W środę Komisja Europejska przedstawiła „Fit for 55„. Jest to pakiet legislacyjny, który ma pomóc UE w osiągnięciu zakładanych celów redukcji emisji CO2. Wśród propozycji znalazły się regulacje dotyczące lotnictwa. Ich celem ma być m.in. zwiększenie popytu na alternatywne, bardziej zrównoważone e-paliwa lotnicze.
W środę poznaliśmy propozycje Komisji Europejskiej, jeśli chodzi o strategię osiągnięcia celów klimatycznych UE. W redukcji emisji CO2 o 55 proc. względem poziomu z roku 1990 pomóc ma pakiet regulacji zwany „Fit for 55„. Obejmuje on m.in. zmiany w handlu uprawnieniami do emisji. O szczegółach – i opiniach ekspertów na ich temat – informowaliśmy TUTAJ.

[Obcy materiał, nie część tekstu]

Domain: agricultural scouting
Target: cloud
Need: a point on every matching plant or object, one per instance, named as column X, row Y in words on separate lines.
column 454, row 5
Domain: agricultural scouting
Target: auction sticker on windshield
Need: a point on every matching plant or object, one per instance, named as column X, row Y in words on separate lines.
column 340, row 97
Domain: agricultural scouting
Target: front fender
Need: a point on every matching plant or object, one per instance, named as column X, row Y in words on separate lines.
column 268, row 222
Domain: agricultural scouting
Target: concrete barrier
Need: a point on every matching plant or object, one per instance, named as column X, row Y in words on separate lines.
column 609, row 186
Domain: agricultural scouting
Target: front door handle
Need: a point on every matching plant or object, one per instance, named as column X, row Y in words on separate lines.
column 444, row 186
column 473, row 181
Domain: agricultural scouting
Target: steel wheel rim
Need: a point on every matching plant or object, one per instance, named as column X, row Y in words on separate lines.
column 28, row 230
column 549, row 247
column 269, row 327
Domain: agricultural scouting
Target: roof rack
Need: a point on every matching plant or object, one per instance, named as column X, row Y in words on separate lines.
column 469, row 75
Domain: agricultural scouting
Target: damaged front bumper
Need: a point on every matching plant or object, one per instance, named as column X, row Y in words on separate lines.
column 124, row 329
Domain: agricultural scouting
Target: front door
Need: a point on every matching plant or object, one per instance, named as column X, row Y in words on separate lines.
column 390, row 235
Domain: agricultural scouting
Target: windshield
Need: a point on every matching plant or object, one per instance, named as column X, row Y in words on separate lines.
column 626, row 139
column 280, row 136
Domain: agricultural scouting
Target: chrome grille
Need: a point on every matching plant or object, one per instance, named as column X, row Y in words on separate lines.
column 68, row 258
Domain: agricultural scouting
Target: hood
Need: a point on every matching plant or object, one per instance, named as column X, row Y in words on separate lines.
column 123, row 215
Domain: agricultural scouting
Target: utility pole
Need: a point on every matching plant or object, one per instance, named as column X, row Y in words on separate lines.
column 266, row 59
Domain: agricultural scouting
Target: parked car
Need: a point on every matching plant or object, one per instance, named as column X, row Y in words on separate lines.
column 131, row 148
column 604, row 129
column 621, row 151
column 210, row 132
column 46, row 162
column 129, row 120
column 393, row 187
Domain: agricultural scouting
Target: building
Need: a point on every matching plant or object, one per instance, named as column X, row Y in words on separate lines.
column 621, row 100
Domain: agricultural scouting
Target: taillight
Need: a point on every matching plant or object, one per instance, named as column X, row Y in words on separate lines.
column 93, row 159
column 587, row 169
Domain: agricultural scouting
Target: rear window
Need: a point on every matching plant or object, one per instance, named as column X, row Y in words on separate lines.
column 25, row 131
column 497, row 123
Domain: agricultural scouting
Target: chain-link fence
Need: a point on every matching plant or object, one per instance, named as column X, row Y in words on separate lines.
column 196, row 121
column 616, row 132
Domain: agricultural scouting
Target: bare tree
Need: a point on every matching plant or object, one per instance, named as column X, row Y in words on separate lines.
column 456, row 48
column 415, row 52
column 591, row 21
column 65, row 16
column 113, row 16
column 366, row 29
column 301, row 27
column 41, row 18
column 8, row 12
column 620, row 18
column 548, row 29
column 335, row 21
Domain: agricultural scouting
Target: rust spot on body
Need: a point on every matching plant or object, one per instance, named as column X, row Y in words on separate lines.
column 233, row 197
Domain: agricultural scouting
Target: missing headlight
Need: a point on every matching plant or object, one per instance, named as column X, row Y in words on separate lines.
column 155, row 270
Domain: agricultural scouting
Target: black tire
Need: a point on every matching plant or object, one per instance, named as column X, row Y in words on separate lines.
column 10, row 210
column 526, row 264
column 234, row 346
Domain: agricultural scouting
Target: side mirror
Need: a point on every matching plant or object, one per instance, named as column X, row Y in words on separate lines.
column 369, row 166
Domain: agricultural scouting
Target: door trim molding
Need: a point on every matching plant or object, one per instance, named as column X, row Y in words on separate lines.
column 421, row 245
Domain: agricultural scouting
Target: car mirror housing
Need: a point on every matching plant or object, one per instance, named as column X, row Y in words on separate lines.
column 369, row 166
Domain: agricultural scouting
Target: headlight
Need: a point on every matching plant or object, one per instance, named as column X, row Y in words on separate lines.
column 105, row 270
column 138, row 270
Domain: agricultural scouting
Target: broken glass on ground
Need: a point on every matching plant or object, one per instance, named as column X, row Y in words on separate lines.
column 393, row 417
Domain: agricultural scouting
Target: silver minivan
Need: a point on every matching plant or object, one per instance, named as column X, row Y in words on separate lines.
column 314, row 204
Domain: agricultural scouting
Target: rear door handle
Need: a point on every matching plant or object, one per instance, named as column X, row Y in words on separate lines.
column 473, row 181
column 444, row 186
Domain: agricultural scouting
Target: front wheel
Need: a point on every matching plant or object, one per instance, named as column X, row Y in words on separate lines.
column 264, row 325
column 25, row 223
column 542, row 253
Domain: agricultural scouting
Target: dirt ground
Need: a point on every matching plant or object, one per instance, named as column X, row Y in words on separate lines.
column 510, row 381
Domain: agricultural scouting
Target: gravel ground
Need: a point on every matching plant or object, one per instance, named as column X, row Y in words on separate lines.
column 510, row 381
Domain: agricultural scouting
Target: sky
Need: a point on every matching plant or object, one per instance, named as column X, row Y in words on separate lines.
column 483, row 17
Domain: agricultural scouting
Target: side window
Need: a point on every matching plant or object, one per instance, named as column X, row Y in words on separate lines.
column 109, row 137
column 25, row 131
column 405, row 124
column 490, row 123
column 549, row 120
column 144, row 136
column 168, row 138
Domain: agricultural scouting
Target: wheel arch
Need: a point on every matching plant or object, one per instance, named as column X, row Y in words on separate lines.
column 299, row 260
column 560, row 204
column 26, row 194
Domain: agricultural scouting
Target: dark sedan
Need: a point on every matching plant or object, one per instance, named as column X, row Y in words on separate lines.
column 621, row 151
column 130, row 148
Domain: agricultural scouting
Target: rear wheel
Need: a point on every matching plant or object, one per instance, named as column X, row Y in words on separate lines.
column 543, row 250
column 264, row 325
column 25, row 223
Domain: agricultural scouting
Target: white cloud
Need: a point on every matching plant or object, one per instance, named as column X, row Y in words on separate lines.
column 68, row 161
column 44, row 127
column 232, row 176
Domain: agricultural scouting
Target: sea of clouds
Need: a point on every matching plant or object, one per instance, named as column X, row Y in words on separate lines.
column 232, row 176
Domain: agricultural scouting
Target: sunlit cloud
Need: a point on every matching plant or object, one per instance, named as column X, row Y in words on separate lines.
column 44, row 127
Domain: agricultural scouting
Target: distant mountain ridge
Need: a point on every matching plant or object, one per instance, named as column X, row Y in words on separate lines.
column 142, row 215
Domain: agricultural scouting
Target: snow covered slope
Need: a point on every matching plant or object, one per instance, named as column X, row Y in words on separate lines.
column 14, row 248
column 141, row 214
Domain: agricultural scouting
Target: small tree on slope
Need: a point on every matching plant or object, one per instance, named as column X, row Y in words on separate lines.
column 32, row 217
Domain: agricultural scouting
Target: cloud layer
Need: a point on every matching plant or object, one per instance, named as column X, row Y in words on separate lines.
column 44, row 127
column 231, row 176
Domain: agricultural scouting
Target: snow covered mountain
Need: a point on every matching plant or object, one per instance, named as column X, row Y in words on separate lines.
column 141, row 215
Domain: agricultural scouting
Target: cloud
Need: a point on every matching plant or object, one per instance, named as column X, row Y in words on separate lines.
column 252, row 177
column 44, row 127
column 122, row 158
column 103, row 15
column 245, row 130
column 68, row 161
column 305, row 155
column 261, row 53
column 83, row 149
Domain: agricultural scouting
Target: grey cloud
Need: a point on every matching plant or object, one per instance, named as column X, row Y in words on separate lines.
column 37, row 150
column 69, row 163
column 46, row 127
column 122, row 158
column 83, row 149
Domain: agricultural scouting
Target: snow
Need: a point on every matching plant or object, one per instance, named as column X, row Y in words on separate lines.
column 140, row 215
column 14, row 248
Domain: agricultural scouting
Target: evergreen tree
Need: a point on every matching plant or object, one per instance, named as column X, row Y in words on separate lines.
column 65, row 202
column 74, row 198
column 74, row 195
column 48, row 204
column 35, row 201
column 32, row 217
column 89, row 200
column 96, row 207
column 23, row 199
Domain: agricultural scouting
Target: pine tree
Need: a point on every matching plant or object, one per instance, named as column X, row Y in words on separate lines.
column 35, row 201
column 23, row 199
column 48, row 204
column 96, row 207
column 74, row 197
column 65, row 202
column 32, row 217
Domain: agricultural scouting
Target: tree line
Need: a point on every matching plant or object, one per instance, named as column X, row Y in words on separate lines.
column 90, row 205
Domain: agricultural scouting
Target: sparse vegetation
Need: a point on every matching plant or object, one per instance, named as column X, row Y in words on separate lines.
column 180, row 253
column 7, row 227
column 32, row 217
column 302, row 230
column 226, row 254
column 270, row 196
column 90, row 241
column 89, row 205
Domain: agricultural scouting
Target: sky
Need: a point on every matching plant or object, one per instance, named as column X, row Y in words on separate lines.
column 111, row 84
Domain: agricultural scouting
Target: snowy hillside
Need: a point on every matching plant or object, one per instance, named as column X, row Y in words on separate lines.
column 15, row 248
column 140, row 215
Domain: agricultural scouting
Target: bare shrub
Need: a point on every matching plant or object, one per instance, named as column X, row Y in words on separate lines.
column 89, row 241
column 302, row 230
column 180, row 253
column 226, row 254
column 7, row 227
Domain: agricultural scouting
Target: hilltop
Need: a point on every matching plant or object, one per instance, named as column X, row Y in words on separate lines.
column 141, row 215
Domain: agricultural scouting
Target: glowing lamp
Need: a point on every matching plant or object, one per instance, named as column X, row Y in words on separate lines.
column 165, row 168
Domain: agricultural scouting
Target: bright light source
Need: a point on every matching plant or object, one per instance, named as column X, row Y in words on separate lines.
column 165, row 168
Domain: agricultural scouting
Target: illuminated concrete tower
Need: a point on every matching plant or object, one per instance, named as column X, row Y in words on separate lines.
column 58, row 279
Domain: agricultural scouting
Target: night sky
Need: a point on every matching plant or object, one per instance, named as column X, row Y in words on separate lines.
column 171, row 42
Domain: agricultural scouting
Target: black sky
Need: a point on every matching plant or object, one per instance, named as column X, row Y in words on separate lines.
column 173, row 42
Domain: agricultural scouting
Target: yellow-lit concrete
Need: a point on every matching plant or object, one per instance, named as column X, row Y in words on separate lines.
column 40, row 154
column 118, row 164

Częścią pakietu są propozycje zmian w transporcie lotniczym, który wymienia się jako jedno z większych źródeł antropogenicznych emisji dwutlenku węgla. Według różnych szacunków, w 2018 roku lotnictwo odpowiadało za 2,5-3,5 proc. emisji CO2 w UE. Dodatkowo, od 2010 obserwuje się systematyczny wzrost w tym sektorze.
Czytaj także: Samoloty elektryczne czy na wodór? Firma, która to opracuje, zostanie zwolniona z opłat za lądowanie
Nowe prawo wesprze zrównoważone e-paliwa?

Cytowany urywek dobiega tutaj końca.